Malala Yousafzai, a Pakistanian girl from Swat valley, first made her voice heard when she wrote for BBC Urdu about what life was like under the Taliban. She was just 11 years old. Her efforts were part of what ousted the Taliban in 2009. But she was made painfully aware of their persisting threat when her bus was pulled over on October 9 and a member of the Taliban shot her in the head.
Malala and her friends were coming home on a school bus after school and happened to be singing traditional Pasthun folk songs. “With a drop of my sweetheart’s blood, Shed to defend the motherland, I will put a beauty spot on my forehead, Such would put to shame the rose of the garden,” a song made famous for Malalai, whom Malala was named after, a 19th century national folk hero who fought the British troops.
With that for setting, the bus was stopped by Taliban members hooded, bearded, and carrying guns.
“They stopped our school van,” said Malala’s friend, Shazia, who was also injured. “They were riding on a bike.
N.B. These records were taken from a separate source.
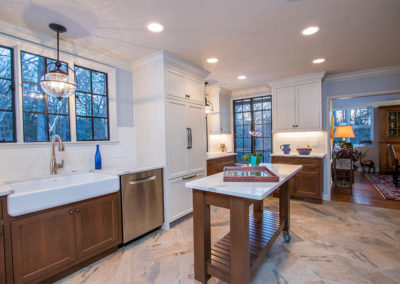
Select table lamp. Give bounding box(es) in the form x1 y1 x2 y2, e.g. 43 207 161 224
334 125 355 148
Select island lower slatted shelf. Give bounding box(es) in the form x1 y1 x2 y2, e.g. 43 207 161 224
207 210 284 282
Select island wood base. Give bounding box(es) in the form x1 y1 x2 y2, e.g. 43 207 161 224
193 182 290 284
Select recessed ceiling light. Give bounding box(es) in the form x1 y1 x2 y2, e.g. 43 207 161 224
147 23 164 33
301 26 319 36
313 58 325 64
207 57 218 63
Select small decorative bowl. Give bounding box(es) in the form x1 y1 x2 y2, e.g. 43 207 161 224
296 148 312 155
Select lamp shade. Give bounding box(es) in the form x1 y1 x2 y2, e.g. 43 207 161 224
335 125 354 138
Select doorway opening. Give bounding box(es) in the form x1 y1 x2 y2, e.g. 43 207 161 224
329 94 400 209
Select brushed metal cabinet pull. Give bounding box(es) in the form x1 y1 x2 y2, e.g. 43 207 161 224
129 176 157 185
182 175 197 180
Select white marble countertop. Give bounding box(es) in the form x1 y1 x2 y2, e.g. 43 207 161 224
271 151 327 159
207 152 237 160
0 183 14 196
185 164 303 200
95 165 164 176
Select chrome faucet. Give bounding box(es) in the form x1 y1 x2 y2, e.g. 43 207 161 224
50 135 64 175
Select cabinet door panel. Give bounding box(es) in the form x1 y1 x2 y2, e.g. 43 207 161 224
187 105 206 173
273 87 296 130
74 193 121 259
11 206 75 283
296 84 322 130
165 70 186 99
186 77 205 104
166 100 188 179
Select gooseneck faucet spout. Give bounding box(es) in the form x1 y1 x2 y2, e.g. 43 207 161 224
50 135 64 175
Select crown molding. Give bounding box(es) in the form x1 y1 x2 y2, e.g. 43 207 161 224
0 19 131 70
325 65 400 82
232 86 271 98
268 71 326 88
132 50 210 79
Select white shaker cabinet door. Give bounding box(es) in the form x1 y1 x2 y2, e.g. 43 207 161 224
165 69 186 99
166 100 188 179
186 77 205 104
296 84 322 130
187 104 206 173
273 87 296 130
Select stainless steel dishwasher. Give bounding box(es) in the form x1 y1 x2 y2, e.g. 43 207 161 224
121 169 164 244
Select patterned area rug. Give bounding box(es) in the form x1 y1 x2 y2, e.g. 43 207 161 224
366 174 400 200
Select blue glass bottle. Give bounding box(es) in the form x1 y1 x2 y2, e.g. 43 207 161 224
94 144 101 170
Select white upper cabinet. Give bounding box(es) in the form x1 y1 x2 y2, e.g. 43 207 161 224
296 83 322 130
166 100 189 179
270 73 325 132
186 77 205 105
208 87 232 134
165 69 186 99
187 104 206 173
272 87 296 130
165 68 205 105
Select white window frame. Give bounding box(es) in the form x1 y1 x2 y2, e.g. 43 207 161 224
333 105 375 147
0 32 118 148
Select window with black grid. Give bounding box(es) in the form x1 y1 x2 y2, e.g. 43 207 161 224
0 46 16 143
75 66 110 141
233 96 272 163
21 51 71 142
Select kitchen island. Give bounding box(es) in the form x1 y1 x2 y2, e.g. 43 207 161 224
186 164 302 284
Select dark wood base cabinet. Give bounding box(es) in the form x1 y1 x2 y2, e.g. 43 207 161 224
207 154 236 176
271 156 323 203
11 192 122 284
0 196 13 284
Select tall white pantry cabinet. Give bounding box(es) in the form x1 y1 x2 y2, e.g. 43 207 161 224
133 51 209 229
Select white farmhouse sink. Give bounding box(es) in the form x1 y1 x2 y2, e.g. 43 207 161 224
7 173 119 216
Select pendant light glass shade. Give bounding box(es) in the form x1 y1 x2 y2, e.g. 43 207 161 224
40 24 76 100
40 68 76 99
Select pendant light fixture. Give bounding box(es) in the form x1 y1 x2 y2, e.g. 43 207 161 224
40 23 76 100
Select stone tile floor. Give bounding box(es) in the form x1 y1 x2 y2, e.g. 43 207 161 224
57 197 400 284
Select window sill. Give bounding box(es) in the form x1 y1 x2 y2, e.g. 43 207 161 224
0 141 119 149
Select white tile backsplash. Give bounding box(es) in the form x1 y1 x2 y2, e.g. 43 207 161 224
272 131 328 153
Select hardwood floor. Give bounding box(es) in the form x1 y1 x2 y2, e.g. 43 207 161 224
331 173 400 209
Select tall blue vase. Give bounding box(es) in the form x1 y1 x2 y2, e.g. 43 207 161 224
94 144 101 170
250 156 258 167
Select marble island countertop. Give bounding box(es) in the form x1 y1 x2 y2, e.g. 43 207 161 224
207 152 237 160
185 164 303 200
271 151 327 159
0 183 14 197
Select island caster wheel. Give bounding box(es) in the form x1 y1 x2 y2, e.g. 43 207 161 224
283 232 292 243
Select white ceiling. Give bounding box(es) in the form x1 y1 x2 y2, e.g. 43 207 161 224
0 0 400 90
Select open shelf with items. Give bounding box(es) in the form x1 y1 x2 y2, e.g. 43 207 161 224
193 180 290 284
379 105 400 174
207 210 285 282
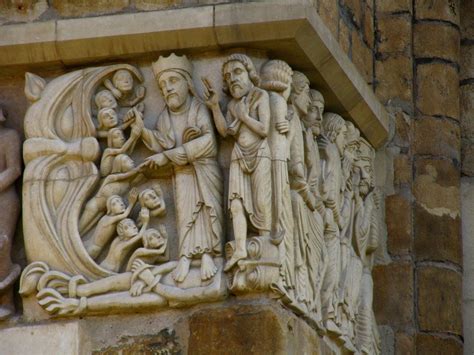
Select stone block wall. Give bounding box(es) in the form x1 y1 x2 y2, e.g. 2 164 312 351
315 0 462 354
459 1 474 353
0 0 466 354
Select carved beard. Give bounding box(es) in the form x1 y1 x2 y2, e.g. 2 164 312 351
229 81 250 99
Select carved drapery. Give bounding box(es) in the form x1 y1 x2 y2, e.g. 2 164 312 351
20 54 380 353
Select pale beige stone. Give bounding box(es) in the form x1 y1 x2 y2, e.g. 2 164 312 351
0 322 91 355
0 107 21 320
20 50 381 354
0 1 388 147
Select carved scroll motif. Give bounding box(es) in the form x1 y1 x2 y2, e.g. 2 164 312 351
20 54 380 354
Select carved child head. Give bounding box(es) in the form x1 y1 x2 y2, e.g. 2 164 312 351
153 53 196 111
222 54 260 99
323 112 347 156
107 195 126 215
138 186 163 210
112 69 133 93
97 108 118 130
260 59 293 100
112 154 135 174
107 127 125 148
290 71 311 115
143 226 168 249
303 89 324 137
95 90 117 110
117 218 138 239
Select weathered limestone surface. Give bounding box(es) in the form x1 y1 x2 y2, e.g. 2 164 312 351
0 0 466 354
0 322 91 355
0 0 388 147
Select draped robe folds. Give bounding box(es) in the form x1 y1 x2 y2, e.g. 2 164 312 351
289 108 325 310
226 88 272 232
321 136 342 320
143 98 224 258
352 192 380 353
268 91 295 289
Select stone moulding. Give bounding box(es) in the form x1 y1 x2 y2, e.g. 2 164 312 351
0 0 389 148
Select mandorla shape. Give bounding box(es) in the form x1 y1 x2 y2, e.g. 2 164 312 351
23 64 143 280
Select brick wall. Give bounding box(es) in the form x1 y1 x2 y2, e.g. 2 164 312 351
0 0 466 354
315 0 462 354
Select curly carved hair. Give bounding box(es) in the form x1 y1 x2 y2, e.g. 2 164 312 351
323 112 346 142
222 53 260 93
260 59 293 92
309 89 325 105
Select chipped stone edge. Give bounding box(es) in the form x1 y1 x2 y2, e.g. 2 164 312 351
0 0 389 148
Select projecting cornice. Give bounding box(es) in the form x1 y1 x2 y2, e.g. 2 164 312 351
0 0 388 148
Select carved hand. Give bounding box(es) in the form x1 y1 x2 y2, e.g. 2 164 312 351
146 153 169 169
201 77 219 109
132 110 145 133
136 85 146 100
275 120 290 134
234 99 250 121
130 280 146 297
130 121 143 138
131 259 146 272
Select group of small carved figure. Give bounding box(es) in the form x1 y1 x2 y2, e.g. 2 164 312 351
15 54 380 354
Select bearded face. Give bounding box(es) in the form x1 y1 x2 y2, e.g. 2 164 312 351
114 70 133 92
223 60 253 99
305 101 324 137
158 70 189 111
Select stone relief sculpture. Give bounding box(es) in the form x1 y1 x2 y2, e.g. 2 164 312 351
0 107 21 320
204 54 272 271
20 54 380 354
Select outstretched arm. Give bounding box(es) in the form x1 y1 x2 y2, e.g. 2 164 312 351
202 78 228 138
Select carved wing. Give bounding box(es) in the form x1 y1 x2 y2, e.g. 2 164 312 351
23 64 143 280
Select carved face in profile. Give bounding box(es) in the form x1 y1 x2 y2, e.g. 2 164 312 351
356 157 373 196
223 60 253 99
142 189 161 210
143 229 165 249
306 101 324 137
158 70 189 111
112 70 133 92
117 218 138 238
110 196 126 215
98 108 118 129
110 128 125 148
95 90 117 110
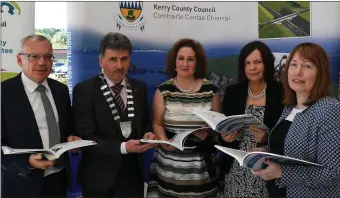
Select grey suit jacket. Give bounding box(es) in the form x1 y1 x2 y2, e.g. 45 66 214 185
269 97 340 197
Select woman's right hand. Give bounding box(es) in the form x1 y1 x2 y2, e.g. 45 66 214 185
221 131 239 142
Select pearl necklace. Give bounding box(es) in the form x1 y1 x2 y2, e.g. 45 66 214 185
175 78 196 93
248 83 267 100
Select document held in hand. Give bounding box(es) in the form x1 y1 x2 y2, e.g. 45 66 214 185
191 109 268 133
140 127 210 151
2 140 97 160
215 145 322 170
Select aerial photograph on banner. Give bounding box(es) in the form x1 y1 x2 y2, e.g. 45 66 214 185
258 1 311 39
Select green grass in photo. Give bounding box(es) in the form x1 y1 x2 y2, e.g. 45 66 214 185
259 24 295 38
297 1 310 8
299 11 310 22
263 1 309 15
258 4 274 24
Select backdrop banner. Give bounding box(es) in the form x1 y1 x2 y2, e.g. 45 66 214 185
67 1 340 196
1 1 35 80
67 1 340 102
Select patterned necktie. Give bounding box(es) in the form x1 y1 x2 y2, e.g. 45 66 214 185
37 85 60 148
111 84 125 112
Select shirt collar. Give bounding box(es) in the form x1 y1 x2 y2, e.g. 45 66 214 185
104 74 126 88
21 72 50 93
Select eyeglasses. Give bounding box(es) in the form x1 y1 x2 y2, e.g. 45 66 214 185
19 53 55 61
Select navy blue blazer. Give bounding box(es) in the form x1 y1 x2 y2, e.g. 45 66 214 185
269 97 340 197
1 73 73 197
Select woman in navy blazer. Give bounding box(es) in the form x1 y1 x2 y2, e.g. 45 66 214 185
219 41 284 197
252 43 340 197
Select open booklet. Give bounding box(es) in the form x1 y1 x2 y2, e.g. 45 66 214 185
140 127 210 151
2 140 97 160
191 109 268 133
215 145 322 170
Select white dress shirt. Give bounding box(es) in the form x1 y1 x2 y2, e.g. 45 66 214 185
104 74 128 154
21 72 60 177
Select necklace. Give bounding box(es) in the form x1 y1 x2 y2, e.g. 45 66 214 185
175 78 196 93
248 83 267 100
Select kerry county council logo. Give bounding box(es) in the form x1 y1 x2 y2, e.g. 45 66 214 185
1 1 21 15
116 1 146 31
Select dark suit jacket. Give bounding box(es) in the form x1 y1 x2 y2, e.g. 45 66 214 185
1 73 72 197
73 76 151 191
219 81 284 172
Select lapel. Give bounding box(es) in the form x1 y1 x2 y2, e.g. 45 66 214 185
94 75 120 131
12 73 43 148
47 78 65 142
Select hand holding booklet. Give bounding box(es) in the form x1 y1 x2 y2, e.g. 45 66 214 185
215 145 321 170
2 140 97 160
191 109 268 133
140 127 210 151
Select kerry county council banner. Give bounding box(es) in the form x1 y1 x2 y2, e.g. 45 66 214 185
1 1 35 81
67 1 340 102
67 1 340 196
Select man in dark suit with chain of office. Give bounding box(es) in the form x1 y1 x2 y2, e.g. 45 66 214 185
73 33 155 198
1 35 80 197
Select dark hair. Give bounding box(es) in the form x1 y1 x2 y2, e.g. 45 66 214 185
238 41 275 82
99 32 132 56
166 39 208 78
282 43 331 106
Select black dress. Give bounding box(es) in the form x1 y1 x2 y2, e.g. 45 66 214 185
267 120 292 197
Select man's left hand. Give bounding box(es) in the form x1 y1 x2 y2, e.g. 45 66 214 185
143 132 157 140
192 126 211 141
251 159 282 180
67 135 82 154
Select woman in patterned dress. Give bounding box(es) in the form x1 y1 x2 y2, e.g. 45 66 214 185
147 39 220 197
253 43 340 197
220 41 283 197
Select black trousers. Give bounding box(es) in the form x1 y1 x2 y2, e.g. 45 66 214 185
40 168 68 198
82 154 144 198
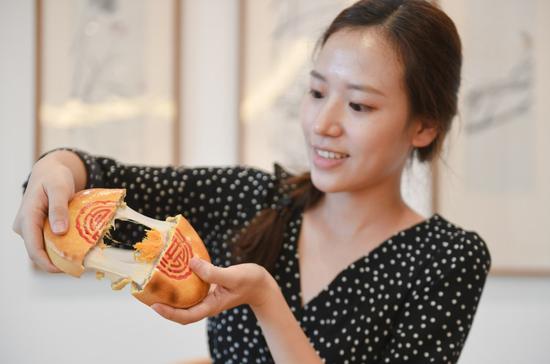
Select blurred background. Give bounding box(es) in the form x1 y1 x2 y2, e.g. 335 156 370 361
0 0 550 364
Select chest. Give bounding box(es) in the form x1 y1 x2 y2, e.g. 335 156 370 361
297 216 380 306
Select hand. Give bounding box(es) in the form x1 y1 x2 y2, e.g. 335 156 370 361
13 151 84 273
151 257 279 325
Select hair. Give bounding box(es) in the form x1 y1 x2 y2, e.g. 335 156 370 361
233 0 462 272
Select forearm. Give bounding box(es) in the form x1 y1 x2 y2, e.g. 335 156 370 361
251 279 322 364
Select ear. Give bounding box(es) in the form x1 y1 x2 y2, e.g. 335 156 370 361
411 119 438 148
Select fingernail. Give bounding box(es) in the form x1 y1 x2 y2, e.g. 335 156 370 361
52 220 67 233
189 255 202 267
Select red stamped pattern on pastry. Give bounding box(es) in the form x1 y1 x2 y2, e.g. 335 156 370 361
76 201 116 244
157 229 193 280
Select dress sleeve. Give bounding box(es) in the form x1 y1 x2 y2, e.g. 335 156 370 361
54 150 281 266
379 230 491 364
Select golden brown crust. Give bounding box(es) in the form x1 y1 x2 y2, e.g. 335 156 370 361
44 188 126 277
132 215 210 308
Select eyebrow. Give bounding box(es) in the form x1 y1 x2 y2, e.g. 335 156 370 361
309 70 386 96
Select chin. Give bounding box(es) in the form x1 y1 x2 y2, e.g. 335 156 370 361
311 170 344 193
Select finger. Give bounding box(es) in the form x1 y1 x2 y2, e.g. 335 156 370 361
46 186 71 234
11 210 22 236
189 256 229 285
151 296 218 325
22 219 61 273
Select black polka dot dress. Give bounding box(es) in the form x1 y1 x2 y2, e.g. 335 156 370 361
60 151 490 363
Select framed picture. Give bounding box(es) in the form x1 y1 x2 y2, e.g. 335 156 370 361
437 0 550 275
36 0 181 164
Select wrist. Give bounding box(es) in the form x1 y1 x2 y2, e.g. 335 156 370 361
249 267 284 319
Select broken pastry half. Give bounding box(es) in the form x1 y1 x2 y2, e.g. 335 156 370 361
44 188 210 308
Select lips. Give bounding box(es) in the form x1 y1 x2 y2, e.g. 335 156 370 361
313 146 349 160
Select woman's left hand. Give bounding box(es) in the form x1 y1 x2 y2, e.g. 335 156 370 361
151 257 279 325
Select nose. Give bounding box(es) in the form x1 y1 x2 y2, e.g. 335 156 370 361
313 102 343 137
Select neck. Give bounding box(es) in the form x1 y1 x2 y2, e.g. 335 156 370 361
315 176 422 238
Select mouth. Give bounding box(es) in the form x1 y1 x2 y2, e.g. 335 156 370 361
313 147 349 160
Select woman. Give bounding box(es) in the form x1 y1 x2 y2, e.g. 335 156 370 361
14 0 490 363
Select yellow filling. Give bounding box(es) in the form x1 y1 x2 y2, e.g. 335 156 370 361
134 229 164 263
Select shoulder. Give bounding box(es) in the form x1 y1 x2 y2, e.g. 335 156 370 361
423 214 491 274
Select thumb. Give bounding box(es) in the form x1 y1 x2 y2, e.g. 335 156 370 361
189 256 226 285
47 188 70 234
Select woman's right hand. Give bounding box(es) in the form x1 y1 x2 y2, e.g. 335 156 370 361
13 150 86 273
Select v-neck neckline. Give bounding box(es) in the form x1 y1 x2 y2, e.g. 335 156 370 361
291 211 440 312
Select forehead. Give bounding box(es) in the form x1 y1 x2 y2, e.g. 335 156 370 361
314 28 403 90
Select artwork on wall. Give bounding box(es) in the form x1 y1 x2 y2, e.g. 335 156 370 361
240 0 433 215
36 0 180 164
438 0 550 275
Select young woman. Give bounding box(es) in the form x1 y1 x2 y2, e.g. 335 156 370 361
14 0 490 363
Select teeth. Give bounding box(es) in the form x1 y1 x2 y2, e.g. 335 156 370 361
316 149 349 159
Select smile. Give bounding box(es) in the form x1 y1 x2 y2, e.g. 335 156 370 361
314 148 349 159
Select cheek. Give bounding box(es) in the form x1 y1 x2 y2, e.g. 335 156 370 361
300 95 314 135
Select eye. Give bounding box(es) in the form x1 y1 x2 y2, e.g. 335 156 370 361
349 102 374 112
309 89 323 99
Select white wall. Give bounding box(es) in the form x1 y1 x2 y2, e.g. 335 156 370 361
0 0 550 364
0 0 242 364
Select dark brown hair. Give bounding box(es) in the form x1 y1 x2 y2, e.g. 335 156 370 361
234 0 462 272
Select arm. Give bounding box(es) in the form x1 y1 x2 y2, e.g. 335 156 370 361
13 150 86 273
152 258 322 363
379 232 491 364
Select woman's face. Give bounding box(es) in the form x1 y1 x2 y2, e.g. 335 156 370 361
301 29 424 192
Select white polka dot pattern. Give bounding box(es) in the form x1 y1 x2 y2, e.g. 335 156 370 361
60 151 490 363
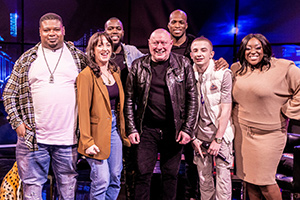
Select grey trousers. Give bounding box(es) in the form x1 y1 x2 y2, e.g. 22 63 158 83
194 140 233 200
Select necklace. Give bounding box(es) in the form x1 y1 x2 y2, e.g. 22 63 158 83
102 73 111 85
42 47 64 83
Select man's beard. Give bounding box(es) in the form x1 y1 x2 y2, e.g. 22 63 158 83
114 40 121 51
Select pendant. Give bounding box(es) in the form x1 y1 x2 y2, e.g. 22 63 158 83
49 74 54 83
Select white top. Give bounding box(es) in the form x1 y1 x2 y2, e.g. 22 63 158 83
28 44 78 145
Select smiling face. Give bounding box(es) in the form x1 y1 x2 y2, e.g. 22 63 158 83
105 19 124 46
94 36 112 66
168 10 188 38
40 19 65 50
245 37 264 66
148 29 173 62
190 40 214 71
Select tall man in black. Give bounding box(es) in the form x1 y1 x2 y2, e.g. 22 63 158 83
105 17 144 200
125 29 197 200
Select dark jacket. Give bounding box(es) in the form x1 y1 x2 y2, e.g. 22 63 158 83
124 53 198 138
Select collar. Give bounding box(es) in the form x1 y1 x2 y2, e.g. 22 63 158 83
193 59 215 81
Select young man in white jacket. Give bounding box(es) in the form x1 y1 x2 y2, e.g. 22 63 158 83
190 37 234 200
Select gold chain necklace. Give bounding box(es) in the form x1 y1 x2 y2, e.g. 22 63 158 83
42 46 64 83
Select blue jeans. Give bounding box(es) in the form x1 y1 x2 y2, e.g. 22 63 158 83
87 111 123 200
16 137 78 200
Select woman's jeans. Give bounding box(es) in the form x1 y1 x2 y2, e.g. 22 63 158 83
87 111 123 200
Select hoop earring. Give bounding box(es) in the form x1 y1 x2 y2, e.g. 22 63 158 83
110 52 117 60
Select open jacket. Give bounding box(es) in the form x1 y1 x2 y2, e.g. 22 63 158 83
77 67 130 160
125 53 198 138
The masked man kept pointing guns at us and the other was shouting ‘where is Malala?!’ I froze with a flashback to the old dark days: I remembered the headless bodies, the slaughtering of rivals — merely on dissent or slightest doubt of spying — the grotesque violence.”
When the Taliban member recognized Malala, he shot her twice at point blank range, once in the head and once in the neck. She was rushed to the hospital in critical condition and had the bullet removed from her head.
Malala had told a writer for the Christian Science Monitor that when she first started writing she “Wanted to scream, shout, and tell the whole world what we were going through. But it was not possible. The Taliban would have killed me, my father, my whole family. I would have died without leaving any mark. So I chose to write with a different name. And it worked, as my valley has been freed.”
That the Taliban have resorted to murdering — or attempting to murder — young girls to fight their horror of female education does not speak well of them. The Taliban militant had explained his motive in these terms: “Which one of you is Malala? Speak up, otherwise I will shoot you all. She is propagating against the soldiers of Allah, the Taliban. She must be punished,” and they criticized her for propagating Western values (such as female education).
But women like Malala cannot be silenced with violence and brutality; the truth and purity of their message can’t be gunned down, out-shouted, or bullied away. Her suffering only intensifies her message.